We use the well-known result that every polygon with $\ge 4$ vertices has an inner diagonal and thus has a triangulation, and this triangulation is composed of $n-2$ triangles, so uses $n-3$ inner diagonals. Because of the existence of this triangulation, $D(n)\ge n-3$. We will later construct an $n$-gon with exactly $n-3$ inner diagonals showing $D(n)=n-3$. Assuming $D(n)=n-3$, an $n$-gon with $D(n)$ inner diagonals can be triangulated with $n-3$ inner diagonals, so there, we have found our $n-3=D(n)$ inner diagonals and they are non-intersecting. Moreover, if no two inner diagonals of an $n$-gon intersect, then there is no inner diagonal other than the $n-3$ inner diagonals composing the triangulation, as it would intersect one of them, so this $n$-gon has $n-3$ inner diagonals. All that is left is the construction. For even $n=2k$, do the following: $\qquad \bullet \quad$ circle $\omega$ has two tangents, $XY_1$ and $XY_k$ with $Y_1,Y_k\in \omega$ $\qquad \bullet \quad$ take $k-1$ points on the arc $Y_1Y_k$ inside triangle $XY_1Y_k$, called $Z_1,Z_2,\dots,Z_{k-1}$ in this order from $Y_1$ to $Y_k$ $\qquad \bullet \quad$ $XZ_1\cap \omega=\{Z_1,X^*\}$ $\qquad \bullet \quad$ take $k-2$ points on the other arc $Y_1Y_k$ between $Y_1$ and $X^*$, namely $Y_2,Y_3,\dots,Y_{k-1}$ $\qquad \bullet \quad$ the $2k$-gon is $XY_1Z_1Y_2Z_2\dots Y_{k-1}Z_{k-1}Y_k$ It is easy to check that then the inner diagonals are precisely $XZ_1,XZ_2,\dots,XZ_{k-1}$ and $Z_1Z_2,Z_2Z_3,\dots,Z_{k-2}Z_{k-1}$, their number is $2k-3$. To achieve a construction for odd $n$, just remove $Y_{k-1}--Z_{k-1}--Y_k$ and replace it with $Y_{k-1}--Y_k$ - this loses a vertex and also a diagonal, so it works.
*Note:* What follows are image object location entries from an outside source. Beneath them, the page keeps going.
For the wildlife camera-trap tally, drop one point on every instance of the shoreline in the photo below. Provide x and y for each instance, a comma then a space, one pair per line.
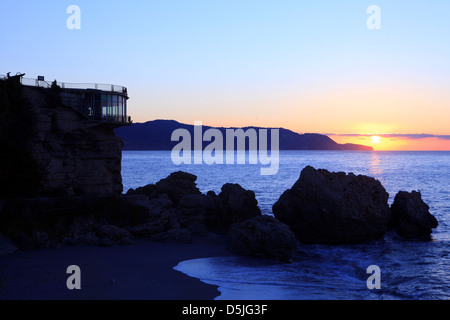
140, 271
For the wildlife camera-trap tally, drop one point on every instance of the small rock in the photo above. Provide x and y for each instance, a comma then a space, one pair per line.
263, 236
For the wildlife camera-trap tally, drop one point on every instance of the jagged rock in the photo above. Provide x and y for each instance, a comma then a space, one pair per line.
334, 208
233, 204
6, 246
194, 212
175, 186
114, 233
263, 237
217, 213
411, 216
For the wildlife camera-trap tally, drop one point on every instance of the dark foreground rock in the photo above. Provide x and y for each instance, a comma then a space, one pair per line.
334, 208
411, 216
175, 186
263, 237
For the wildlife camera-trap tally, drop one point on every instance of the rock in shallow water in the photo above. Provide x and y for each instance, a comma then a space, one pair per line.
264, 237
334, 208
411, 216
Darn sniped, but the above solution is cleaner. Funny how construction+convex=>parabola for me as well, circles were only my second thought. The motivation for mine seems more arcane - it just makes shark teeth polygons precise.

Triangulation gives $n + 2D(n) \ge 3(n-2)$, so $D(n) \ge n-3$. For the equality case, there must be a unique triangulation. If $D(n)=n-3$, there is a unique triangulation, so if two inner diagonals intersect, we can swap using those two, a contradiction. Therefore, no two inner diagonals intersect. If no two inner diagonals intersect, if we triangulate the polygon, that is all inner diagonals, so $D(n)=n-3$.